Question

I've seen this post:  characters appended to the begining of each file.

In that case, the author was manually reading the source file and writing the contents. In my case, I'm abstracting it away via HttpRequest.TransmitFile():

public void ProcessRequest(HttpContext context)
{
    HttpRequest req = context.Request;
    HttpResponse resp = context.Response;

    resp.ContentType = "application/javascript";

    resp.TransmitFile("foo.js");
    resp.TransmitFile("bar.js");
    resp.TransmitFile("baz.js");
}

The .js files are indeed encoded in UTF-8. This means the  BOM incorrectly appears at the beginning of each but the first file.

The nice things about TransmitFile() are that (a) it abstracts away the entire reading+writing process, and (b) it's optimized to not read the files into memory first -- which is hugely important when the files are large and/or you have many concurrent requests. But the flip side is that I'm not able to re-encode it into UTF-8 without the BOM. (I guess this is an example of a leaky abstraction.)

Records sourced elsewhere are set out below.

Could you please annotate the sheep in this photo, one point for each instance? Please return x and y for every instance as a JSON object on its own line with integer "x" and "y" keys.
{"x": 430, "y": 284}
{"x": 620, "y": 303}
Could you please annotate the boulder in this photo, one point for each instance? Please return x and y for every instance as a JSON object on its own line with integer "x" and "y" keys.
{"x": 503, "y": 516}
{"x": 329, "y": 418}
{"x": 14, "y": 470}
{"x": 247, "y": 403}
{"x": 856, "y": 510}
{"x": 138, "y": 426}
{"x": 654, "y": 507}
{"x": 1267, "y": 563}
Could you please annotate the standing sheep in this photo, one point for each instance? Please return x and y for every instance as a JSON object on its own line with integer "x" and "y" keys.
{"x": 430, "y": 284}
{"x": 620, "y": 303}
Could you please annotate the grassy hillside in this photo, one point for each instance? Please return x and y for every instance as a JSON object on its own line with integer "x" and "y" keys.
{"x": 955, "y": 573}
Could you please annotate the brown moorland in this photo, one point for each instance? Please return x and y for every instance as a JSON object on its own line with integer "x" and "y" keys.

Is there any elegant way to solve this problem? Thanks!

Was it helpful?

Solution

Closing the loop on this: TransmitFile() transmits the raw bytes of the file, so if the files are encoded in UTF-8 with a BOM and you transmit multiple files, you'll transmit multiple BOMs.

If you read the files yourself into memory as strings and transmit those strings, you won't get this issue. We ended up going with simply encoding the files as UTF-8 without the BOM or as ANSI.